9 When without hands she doth thus castles build,
Sees without eyes, and without feet doth run;
When she digests the world, yet is not fill'd:
By her own powers these miracles are done.

10 When she defines, argues, divides, compounds,
Considers virtue, vice, and general things;
And marrying divers principles and grounds,
Out of their match a true conclusion brings.

11 These actions in her closet, all alone,
Retired within herself, she doth fulfil;
Use of her body's organs she hath none,
When she doth use the powers of wit and will.

12 Yet in the body's prison so she lies,
As through the body's windows she must look,
Her divers powers of sense to exercise,
By gathering notes out of the world's great book.

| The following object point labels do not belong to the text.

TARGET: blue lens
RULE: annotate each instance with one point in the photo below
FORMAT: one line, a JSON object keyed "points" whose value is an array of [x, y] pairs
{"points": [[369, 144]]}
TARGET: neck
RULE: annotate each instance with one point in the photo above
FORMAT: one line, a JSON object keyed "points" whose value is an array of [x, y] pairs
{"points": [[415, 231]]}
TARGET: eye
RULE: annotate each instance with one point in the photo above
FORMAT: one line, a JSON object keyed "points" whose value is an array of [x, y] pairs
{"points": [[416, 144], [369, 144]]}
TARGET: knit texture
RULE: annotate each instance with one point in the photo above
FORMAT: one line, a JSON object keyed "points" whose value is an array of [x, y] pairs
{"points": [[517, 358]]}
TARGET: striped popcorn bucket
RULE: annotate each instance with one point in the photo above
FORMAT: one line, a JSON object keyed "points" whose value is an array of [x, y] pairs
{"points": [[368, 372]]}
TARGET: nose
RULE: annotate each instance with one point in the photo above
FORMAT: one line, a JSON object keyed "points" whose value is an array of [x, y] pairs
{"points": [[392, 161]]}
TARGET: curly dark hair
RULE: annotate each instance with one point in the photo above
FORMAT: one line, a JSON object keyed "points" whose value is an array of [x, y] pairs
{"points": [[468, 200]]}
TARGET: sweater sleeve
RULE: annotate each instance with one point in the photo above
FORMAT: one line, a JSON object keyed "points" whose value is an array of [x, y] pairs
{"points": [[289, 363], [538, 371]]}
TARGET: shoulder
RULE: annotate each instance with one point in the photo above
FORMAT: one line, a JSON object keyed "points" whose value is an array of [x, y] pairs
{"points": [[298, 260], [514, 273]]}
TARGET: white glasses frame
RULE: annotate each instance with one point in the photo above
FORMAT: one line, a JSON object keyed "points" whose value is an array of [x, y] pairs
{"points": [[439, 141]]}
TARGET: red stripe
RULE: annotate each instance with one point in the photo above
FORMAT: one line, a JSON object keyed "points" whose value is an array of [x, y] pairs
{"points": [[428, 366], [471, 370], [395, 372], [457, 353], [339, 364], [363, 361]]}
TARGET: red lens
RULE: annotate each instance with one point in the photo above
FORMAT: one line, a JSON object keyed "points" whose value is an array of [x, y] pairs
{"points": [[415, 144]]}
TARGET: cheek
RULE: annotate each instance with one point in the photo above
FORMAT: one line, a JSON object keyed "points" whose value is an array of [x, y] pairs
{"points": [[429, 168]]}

13 Nor can herself discourse or judge of ought,
But what the sense collects, and home doth bring;
And yet the powers of her discoursing thought,
From these collections is a diverse thing.

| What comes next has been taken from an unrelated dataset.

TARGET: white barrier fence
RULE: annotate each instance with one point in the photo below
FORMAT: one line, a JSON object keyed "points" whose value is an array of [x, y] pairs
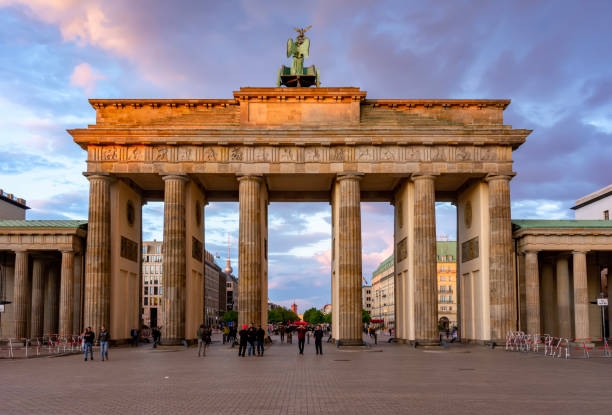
{"points": [[40, 346], [559, 347]]}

14 For though our eyes can nought but colours see,
Yet colours give them not their power of sight;
So, though these fruits of sense her objects be,
Yet she discerns them by her proper light.

15 The workman on his stuff his skill doth show,
And yet the stuff gives not the man his skill;
Kings their affairs do by their servants know,
But order them by their own royal will.

16 So, though this cunning mistress, and this queen,
Doth, as her instruments, the senses use,
To know all things that are felt, heard, or seen;
Yet she herself doth only judge and choose.

17 Even as a prudent emperor, that reigns
By sovereign title over sundry lands,
Borrows, in mean affairs, his subjects' pains,
Sees by their eyes, and writeth by their hands:

18 But things of weight and consequence indeed,
Himself doth in his chamber then debate;
Where all his counsellors he doth exceed,
As far in judgment, as he doth in state.